A way around this could be a latent factor model, which I already tried, but the issue is that the factor loadings are not invariant to the ordering of the variables (see my issue here). Besides, I would want to retain those latent factors that are most strongly associated with the target (which is why I found the ISPC approach interesting). Alternatively, one could consider all latent factors (analogously all principal components) and then estimate their association with the target, probably with a sparsity prior.

Edit: messed up with the code, the following summary is rubbish it seems, thus hidden


What I now did was to combine the suggestion from @mike-lawrence for the QR decomposition (which similar to the PCA gives me an orthogonal matrix) and your suggestion of the hierarchical model. That is, I compute the orthogonal matrix Q, where Y=QR and put a hierarchical prior on \tilde{\beta}.

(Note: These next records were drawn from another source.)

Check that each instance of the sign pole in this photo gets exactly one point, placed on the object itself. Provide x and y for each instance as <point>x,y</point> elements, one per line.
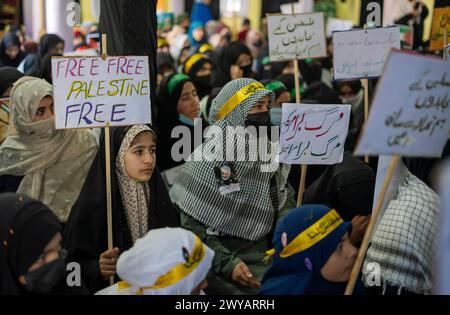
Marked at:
<point>366,108</point>
<point>108,170</point>
<point>304,168</point>
<point>373,220</point>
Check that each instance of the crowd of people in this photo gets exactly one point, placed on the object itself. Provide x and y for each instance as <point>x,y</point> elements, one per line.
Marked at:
<point>176,229</point>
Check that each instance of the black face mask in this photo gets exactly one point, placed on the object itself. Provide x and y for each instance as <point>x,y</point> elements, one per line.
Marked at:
<point>42,280</point>
<point>247,70</point>
<point>204,82</point>
<point>258,43</point>
<point>227,37</point>
<point>259,120</point>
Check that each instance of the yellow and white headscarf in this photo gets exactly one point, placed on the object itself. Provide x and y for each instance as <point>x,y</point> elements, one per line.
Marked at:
<point>167,261</point>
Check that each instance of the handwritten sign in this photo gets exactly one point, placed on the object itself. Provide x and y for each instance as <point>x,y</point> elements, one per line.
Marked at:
<point>91,92</point>
<point>296,36</point>
<point>441,20</point>
<point>313,134</point>
<point>334,25</point>
<point>410,114</point>
<point>363,53</point>
<point>302,6</point>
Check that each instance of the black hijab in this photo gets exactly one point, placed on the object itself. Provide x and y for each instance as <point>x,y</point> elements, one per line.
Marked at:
<point>10,39</point>
<point>347,187</point>
<point>47,43</point>
<point>8,75</point>
<point>26,227</point>
<point>167,101</point>
<point>228,57</point>
<point>85,235</point>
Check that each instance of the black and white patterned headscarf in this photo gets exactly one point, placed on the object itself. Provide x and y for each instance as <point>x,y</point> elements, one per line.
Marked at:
<point>135,194</point>
<point>248,213</point>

Here is example code where for simplicity I used as target the posterior mean of \theta_j:

data {
  int<lower=1> J;
  int<lower=1> K; // number of moderators
  matrix[J,K] Y; // moderators
  vector[J] theta_j;

transformed data {
  // Compute, thin, and then scale QR decomposition
  matrix[J,K] Q = qr_Q(Y)[, 1:K] * J;
  matrix[K,K] R = qr_R(Y)[1:K, ] / J;
  matrix[K,K] R_inv = inverse(R);

parameters {
  real<lower=0> sigma;
  vector[K] beta_tilde;
  real<lower=0> tau;

transformed parameters {
  vector[K] beta = R_inv * beta_tilde;

model {
  // priors
  beta_tilde ~ student_t(4., 0., tau);
  tau ~ student_t(4., 0., .125);
  sigma ~ student_t(4., 0., 0.1);
  // likelihood
  theta_j ~ normal(Q * beta_tilde, sigma);

The question is: does this make sense? Would it be better to use the hierarchical prior on the principal components?

Do you happen to have a reference/example of a model like this being used? I would use hierarchical models like this all the time but I’ve never been confident enough in exactly how to specify them.

I don’t remember a good direct example, but…

Without groups or clustering horseshoe and R2D2 priors have this kind of structure Sparsity information and regularization in the horseshoe and other shrinkage priors

With pre-defined groups, just make separate prior for each group

A two-step approach could estimate groups based on correlation matrix

A one-step clustering would include probabilities that each coefficient belongs to some group. You could combine clustering code with the above mentioned priors, but this is quite complex and has a challenging posterior geometry, so I don’t recommend starting from this.